When I first was learning to write code in Java (around JDK version 1.1.6), I was able to look at some of the source code of the JDK. I remember looking a dozens of simple methods with one- and two-line implementations that obviously did exactly what the method-name described. I was thinking, 'Yes, but where's the hard stuff? Where's the magic?' Look as I may the only complex-looking bits I could find were wrapped in comments like '//Fix for bug in Windows 98...', which made me wince 'You poor devils'. It has taken me years to realize that I was looking at the the best quality code I was to see for a long time: nothing complex, everything doing exactly what it said on the tin, in the simplest possible way, and yet adding up to complex and sophisticated toolkits like the AWT or Swing.

There have been a series of essential advances in software technology that have enabled us to reach the point we are at today. After the freedom to name all variables with descriptive names and the introduction of control structure like loops and IFs, the next main one was the introduction of top-level procedures and functions. These enable us to untangle the earlier webs of jumps and GOTOs that previously turned anything more than a few dozen lines long into a complex jumble. They are still useful and should not be overlooked: if any method has so many bits that it is not visible in one screen and is not comprehensible in one thought, then an 'extract method' refactor is probably called for (see Refactoring - Improving the Design of Existing Code by Martin Fowler, Addison Wesley 1999).

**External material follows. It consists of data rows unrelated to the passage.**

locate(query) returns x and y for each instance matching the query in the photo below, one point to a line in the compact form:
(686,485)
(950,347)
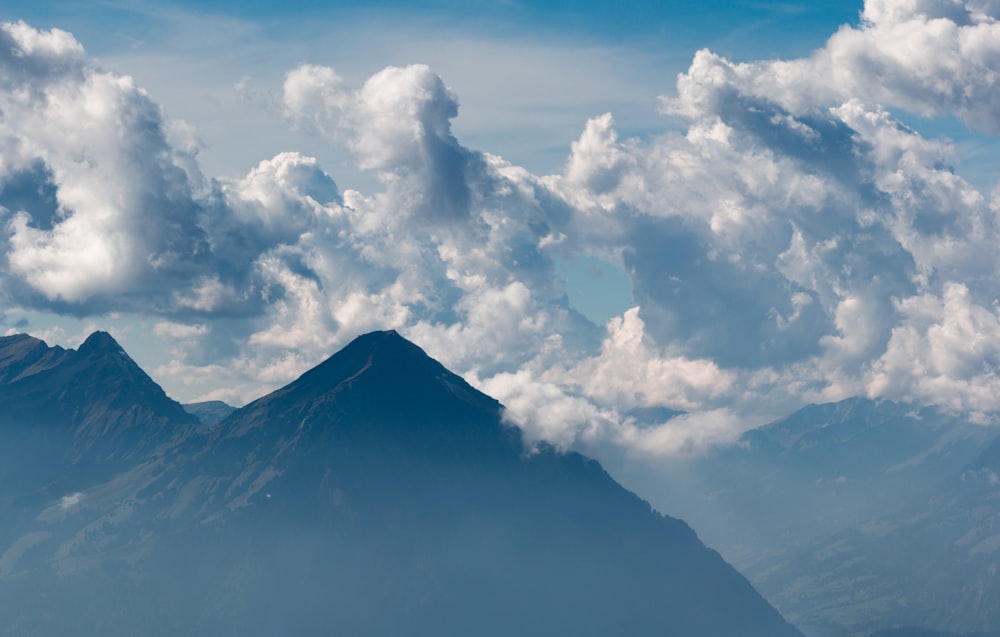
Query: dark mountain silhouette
(378,494)
(71,411)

Following this, the next most important step was the introduction of Object Oriented design. The concept of grouping functions and procedures into modules or libraries had already come along, but OO design is fundamentally more than this, although many developers still seem to miss the point. An object or class called 'SqlHelper' or 'DisplayManager' is entirely useless from a design perspective - these names describe what the code inside them does, such as helping you with your SQL database access, or managing what happens on the display. These are modules of procedural code, and this is not the 1980s.

The point about OO design is that we use software objects to model the problem domain - the business or technical endeavour that we are trying to engage with. If we are creating a system that deals in messaging, then we must have a Message class. If there are a few types of message, then we might have sub-classes of Message with names like SecureMessage, ChangeOfAddressMessage etc. These model the problem domain. If there is a SQL database that is going to store the messages, then we might have a class called Database or MessageDatabase.

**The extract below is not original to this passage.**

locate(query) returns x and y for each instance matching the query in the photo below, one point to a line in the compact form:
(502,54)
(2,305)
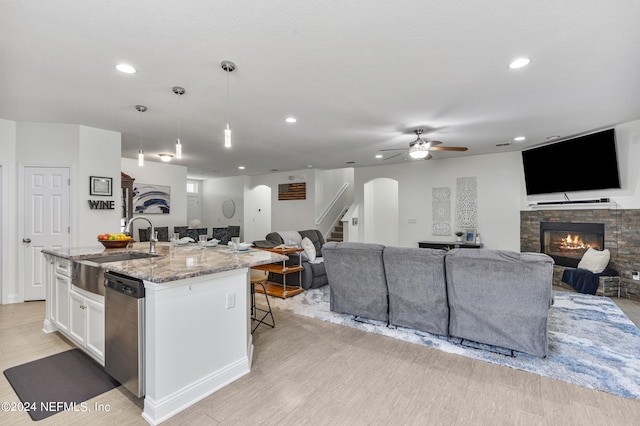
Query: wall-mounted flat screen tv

The next step is to add the data and the methods to these classes of objects. A Message might have a Subject, a Body, a Recipient and a Sender, probably a SentDate etc. Another thing that the developer can do entirely to wreck good domain-driven OO design would be to make all of these data members entirely public and write a MessageSender or MessageManager class that has total control of filling the class with data, altering values as it sees fit and then passing the thing to the DatabaseManager to save it. Object-oriented design begins to earn its keep in the battle to keep code simple when we introduce 'encapsulation'. This means exposing only a few useful-sounding methods that do things that are directly relevant to building a software model of the problem domain. In the case of a Message, these might include a constructor that takes two parameters: a reference to a previously-set-up Database object, and a message's primary key. Using these two, the Message can ask the Database to retrieve all the relevant data for itself to come into the world fully ready to takes it place in a community of other useful, intelligent and fully-formed objects. A Save() method might allow the Message to look at its own internal state, decide if there have been any changes made that warrant a database call, then, depending on whether it already has been saved in the past, give that same Database reference enough information, in its own terms, either to perform a SQL INSERT or an UPDATE on its behalf.

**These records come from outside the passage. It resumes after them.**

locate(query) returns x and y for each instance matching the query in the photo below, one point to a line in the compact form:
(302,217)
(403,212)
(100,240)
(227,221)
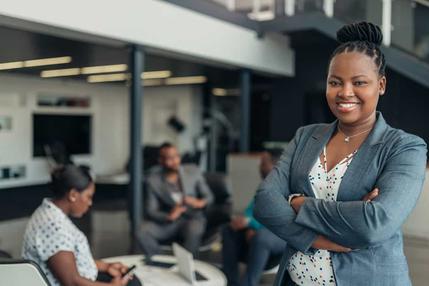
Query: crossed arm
(356,224)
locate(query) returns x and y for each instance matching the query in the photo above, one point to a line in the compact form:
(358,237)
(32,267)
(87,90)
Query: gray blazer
(389,159)
(159,201)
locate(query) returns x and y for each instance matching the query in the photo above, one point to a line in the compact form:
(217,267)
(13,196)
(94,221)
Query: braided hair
(68,177)
(363,37)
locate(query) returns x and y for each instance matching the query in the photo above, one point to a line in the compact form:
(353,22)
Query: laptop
(186,265)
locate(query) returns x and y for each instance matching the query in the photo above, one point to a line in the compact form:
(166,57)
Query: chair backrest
(21,273)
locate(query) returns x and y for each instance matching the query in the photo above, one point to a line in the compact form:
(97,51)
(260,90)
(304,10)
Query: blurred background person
(58,246)
(176,197)
(246,240)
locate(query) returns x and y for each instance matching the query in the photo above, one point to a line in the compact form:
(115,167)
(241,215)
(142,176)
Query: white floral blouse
(316,269)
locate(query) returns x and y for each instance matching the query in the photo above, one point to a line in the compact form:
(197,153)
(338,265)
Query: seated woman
(58,246)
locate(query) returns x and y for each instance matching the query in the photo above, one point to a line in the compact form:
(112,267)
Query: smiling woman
(341,191)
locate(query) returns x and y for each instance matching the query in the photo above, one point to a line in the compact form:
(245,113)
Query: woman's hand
(195,202)
(116,269)
(297,202)
(239,223)
(371,195)
(323,243)
(120,281)
(177,211)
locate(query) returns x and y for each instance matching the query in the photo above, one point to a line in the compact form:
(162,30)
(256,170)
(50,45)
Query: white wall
(110,125)
(417,223)
(163,26)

The most important words so far were, to come into the world fully ready to takes it place in a community of other useful, intelligent and fully-formed objects. This, to me is the essence of good domain-driven OO design - each object has all the built-in data and know-how to perform its own part of the whole. The intelligence is equally split among all the objects and all their methods. Then another whole load of extra intelligence just appears (or maybe emerges) just in the way that the objects naturally interact with each other to get each job done. There are no complex controller classes, and no massive management modules, but all the cooperating entities get the job done between them. No single method is more than a few lines long, and each just does one job, and does it very well, without side-effects.

I have a number of stories in my head that help me with all this. I read a book many years ago called The Planiverse, a novel by A. K. Dewdney, 1984. The basic idea was that, in the flat two-dimensional land represented by a computer screen, there were two-dimensional creatures going about their lives in real time. In a modern idiom, you could effectively 'right-click' on any of these objects and ask it questions like, 'What are you doing?'. 'Looking for food', it might reply, or 'Resting'. No-one tells these things what to do next, they have timers and state-of-health variables, and they decide what to do next in a way that models the way a real animal might. That's what our objects should be like - they find themselves in their usual community, various stimuli such as user mouse-clicks and key-presses come their way and they all run around doing just what we've programmed them to do in a fairly orderly way until the job is done.

Another is a simulation I once saw of cars on a small grid of roads. I think it was a Java Applet, it may have been someone's A-level project. Each car is an instance of the same Car class and it has a small set of rules about driving down the correct side of the road, being careful at junctions and avoiding anything that comes near. You set them running and, lo and behold, they all behave nicely and drive around looking for all the world as if they know where they're going. Each one applies the rules, makes random turns at the junctions when they are clear, and they all get along fine.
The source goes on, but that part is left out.